Childhood trauma dissenting vote. The court denied review in People v. Neal, but Justice Joshua Groban recorded a dissenting vote. The 2-1 Fourth District, Division One, unpublished opinion addressed several arguments and Justice Groban didn’t explain the reason for his dissenting vote, so it’s not clear what issue attracted his attention. (There’s a fairly simple cure for that: When a message vote’s message is muddled.) But the dissent concerned the affirmance of a middle prison term on the defendant’s conviction of assault by means of force likely to produce great bodily injury. Penal Code section 1170(b)(6)(A) requires a lower term when the defendant’s “childhood trauma” has contributed to the offense, “unless the court finds that the aggravating circumstances outweigh the mitigating circumstances.” The majority held reliance on section 1170 was forfeited and would not have prevailed in any event.
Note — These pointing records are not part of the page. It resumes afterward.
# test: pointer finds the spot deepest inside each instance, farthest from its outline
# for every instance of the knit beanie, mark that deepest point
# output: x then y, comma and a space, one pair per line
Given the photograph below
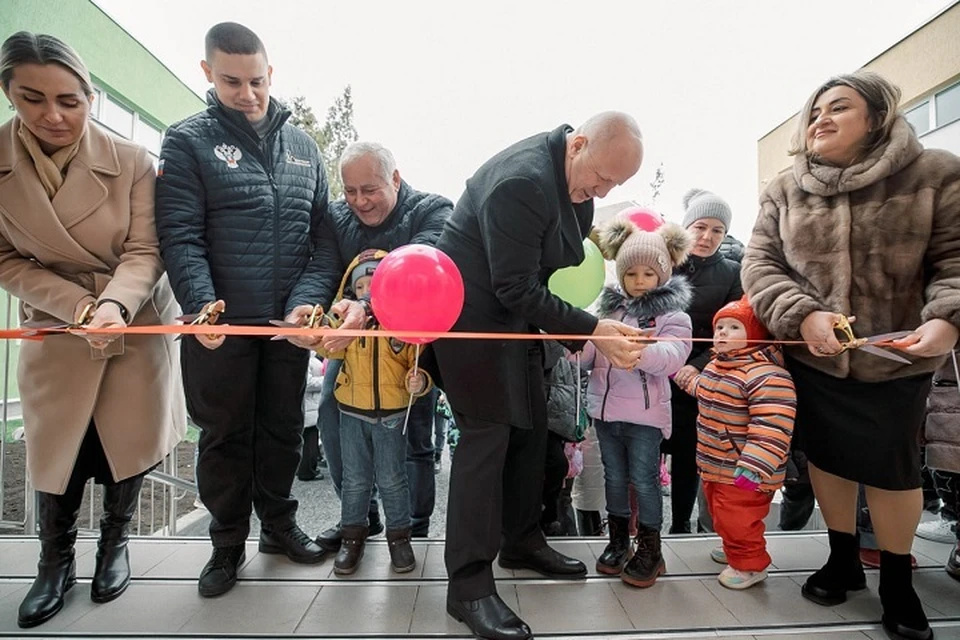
630, 246
742, 311
698, 204
364, 268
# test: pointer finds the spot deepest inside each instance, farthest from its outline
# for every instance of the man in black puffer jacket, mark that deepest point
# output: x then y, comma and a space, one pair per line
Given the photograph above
240, 207
381, 211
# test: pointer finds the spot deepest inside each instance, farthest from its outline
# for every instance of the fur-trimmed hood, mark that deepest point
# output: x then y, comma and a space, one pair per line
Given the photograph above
826, 180
877, 240
675, 295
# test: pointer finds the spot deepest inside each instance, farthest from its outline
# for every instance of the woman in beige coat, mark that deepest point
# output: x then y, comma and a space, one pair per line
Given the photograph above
867, 225
78, 244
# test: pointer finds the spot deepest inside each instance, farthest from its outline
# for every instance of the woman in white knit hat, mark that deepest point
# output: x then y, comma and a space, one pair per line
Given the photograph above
715, 281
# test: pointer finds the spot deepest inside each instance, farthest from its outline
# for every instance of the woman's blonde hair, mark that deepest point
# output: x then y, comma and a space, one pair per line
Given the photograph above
882, 97
24, 47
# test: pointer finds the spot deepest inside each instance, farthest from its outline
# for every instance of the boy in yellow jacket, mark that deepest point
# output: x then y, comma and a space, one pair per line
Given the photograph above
373, 389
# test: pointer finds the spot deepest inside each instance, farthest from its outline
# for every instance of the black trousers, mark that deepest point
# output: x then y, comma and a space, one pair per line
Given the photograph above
682, 447
496, 485
246, 397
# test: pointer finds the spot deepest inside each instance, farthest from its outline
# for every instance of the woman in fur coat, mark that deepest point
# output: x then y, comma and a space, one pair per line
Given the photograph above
631, 409
866, 225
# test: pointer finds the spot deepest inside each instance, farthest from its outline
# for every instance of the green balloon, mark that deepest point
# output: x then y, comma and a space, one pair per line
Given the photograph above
580, 285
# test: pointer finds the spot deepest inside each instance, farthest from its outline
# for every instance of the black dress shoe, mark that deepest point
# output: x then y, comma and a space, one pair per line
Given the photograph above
293, 543
546, 561
489, 618
219, 575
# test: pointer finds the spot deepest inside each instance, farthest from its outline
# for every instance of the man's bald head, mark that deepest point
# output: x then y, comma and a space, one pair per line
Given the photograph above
603, 152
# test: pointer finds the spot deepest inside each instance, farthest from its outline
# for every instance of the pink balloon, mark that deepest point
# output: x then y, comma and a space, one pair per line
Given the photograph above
646, 219
417, 288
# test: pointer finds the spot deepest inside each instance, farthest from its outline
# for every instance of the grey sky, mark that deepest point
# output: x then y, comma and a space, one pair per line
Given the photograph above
446, 84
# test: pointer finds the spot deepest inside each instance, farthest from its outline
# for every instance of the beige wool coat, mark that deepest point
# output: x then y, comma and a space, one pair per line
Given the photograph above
96, 239
879, 240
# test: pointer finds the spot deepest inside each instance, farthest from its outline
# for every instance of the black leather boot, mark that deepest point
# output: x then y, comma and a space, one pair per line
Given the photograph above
57, 569
843, 572
331, 538
112, 573
402, 557
589, 523
617, 551
647, 563
351, 551
903, 616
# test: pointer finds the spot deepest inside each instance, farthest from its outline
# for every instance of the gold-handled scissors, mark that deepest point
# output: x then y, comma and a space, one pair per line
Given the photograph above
39, 327
871, 345
209, 314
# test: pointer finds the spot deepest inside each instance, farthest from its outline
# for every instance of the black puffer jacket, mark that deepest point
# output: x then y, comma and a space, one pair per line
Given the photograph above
240, 218
715, 282
417, 218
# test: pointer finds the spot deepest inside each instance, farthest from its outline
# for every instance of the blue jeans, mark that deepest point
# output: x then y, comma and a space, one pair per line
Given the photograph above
420, 452
631, 455
328, 422
374, 450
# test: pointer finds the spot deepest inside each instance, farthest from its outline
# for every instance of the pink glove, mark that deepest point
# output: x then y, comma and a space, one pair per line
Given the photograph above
746, 479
Criminal case grant-and-holds. There were 11 criminal case grant-and-holds: another one waiting for a decision — or the finality of a decision — in two death penalty appeals, People v. Bankston and People v. Hin (see here) (Hin was decided last week); one more holding for People v. Patton (see here), which was argued in December; seven more waiting for People v. Rhodius (see here); and two more on hold for People v. Lopez (see here).
Grant-and-hold disposition (see here). In Premier Capital, LLC v. Yakovi (see here), which was waiting for the November decision in California Capital Insurance Company v. Hoehn (2024) 17 Cal.5th 207 about vacating void judgments (see here), the court sent the case back to the Court of Appeal to reconsider in light of the California Capital opinion.